After graduating four years later, it was back to western Pennsylvania. Bambrey taught and coached at Southmoreland High School until 1971. There was enough of a shortage of teachers in the state during the era that deferments from the military draft were given to some. Despite his love for teaching, he desired more from the education process, both for himself and his profession.
He attended the University of Denver on a graduate fellowship. "I had wanted to go West for a long time," Bambrey said. By 1977, he earned his masters degree and Ph.D. from the school. Before he finished his Ph.D. work, he was hired by the university as a professor. The dean of students job was a natural match for him.
He and his wife, Rosalie, had both their children while living there. Their daughter, Tara, is now married and living in Eugene, Ore. Son, Jamie, still lives outside of Denver.
"They grew up Colorado kids so their lives are in the West," Bambrey said.
The next challenge for Bambrey was in 1993, returning to the northeast as Dean of Students at St. Lawrence University in upstate New York. "I was in the middle of my career and thinking what I wanted to do next. I thought I wanted to come back to liberal arts education."
Relating to the students is something Bambrey takes pride in, bridging any generation gap. "How you do that, mentor them through the processes and talk to them about their daily lives is a very important part of what we do."
In 1997, he received a call. "I was at my desk one morning and got a call from (Wabash President) Andy Ford, saying the dean of students position was open and would I be interested in applying." The rest, as they say, is history.
"I love the college. I was delighted to come back and see the college in a different way than a student would see it."

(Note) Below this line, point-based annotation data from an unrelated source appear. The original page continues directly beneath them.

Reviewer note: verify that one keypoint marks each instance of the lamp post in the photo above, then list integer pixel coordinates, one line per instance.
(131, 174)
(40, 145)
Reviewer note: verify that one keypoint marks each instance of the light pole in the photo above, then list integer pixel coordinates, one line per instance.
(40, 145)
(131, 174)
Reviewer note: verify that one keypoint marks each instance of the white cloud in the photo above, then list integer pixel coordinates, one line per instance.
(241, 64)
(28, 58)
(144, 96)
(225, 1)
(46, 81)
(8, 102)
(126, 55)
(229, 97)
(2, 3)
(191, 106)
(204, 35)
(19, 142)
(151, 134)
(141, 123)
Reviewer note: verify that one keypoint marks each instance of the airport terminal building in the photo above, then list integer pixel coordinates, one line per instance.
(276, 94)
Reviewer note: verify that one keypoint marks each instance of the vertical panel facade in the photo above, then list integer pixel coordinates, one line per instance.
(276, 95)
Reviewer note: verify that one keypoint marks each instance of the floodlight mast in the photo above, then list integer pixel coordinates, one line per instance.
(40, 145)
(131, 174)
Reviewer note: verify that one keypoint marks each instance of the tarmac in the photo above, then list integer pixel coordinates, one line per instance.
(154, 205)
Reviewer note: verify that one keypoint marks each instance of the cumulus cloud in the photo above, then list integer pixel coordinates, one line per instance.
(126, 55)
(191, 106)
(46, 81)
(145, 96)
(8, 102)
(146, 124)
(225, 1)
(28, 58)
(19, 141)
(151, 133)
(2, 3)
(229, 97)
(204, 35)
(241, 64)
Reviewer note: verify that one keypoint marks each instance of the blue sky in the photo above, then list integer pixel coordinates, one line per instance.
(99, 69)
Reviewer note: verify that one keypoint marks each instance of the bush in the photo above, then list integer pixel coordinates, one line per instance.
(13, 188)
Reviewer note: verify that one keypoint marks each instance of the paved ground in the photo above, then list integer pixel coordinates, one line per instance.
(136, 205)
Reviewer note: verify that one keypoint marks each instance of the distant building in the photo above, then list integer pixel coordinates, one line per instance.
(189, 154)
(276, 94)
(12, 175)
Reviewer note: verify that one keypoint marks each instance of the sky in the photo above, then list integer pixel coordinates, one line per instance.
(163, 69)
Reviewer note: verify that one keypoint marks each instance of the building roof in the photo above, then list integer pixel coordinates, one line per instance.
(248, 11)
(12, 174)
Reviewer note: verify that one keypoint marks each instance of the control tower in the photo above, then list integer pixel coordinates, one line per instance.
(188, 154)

Nestled between their children and Rosalie’s parents in Iowa to the west and his family in Pennsylvania, Crawfordsville is the fit for the Bambreys.
Rosalie also is in the education field as administrator for the Ivy Tech Crawfordsville campus. Bambrey continues to excel at Wabash. He teaches a literature course in the fall to mostly sophomores and juniors. "Particularly on a small campus where you wear a lot of hats and do a lot of things, that’s ideal," Bambrey said. "The combination of being an administrator most of the time and the center of the process, faculty-student relationship, and being able to participate in that is valuable."
Instead of putting the students in the lower component of education, Bambrey likes how Wabash exalts them. "The challenges are always learning and understanding each generation of new students," Bambrey said. "One of the things here that we’re totally committed to is making the students part of the process of everything that goes on here and give students opportunities to take leadership roles."
The challenges are not gone, either personally or professionally. Bambrey took up golf several years ago and plays as weather allows. He has a regular workout routine, spends as much free time as possible reading and enjoys gardening with Rosalie.
Work comes down many times to two sides of the job, including pointing out to the students ways to improve. "Even if I’m in the process of disciplining them, I have to care about them. You never know when you come to work on any given day exactly what you’ll find. Deans of students, fundamentally, I think, are in the business of working with students in all ways that can come up."
Rob Lee is a reporter for The Paper of Montgomery County. This story appeared in The Paper Jan. 12.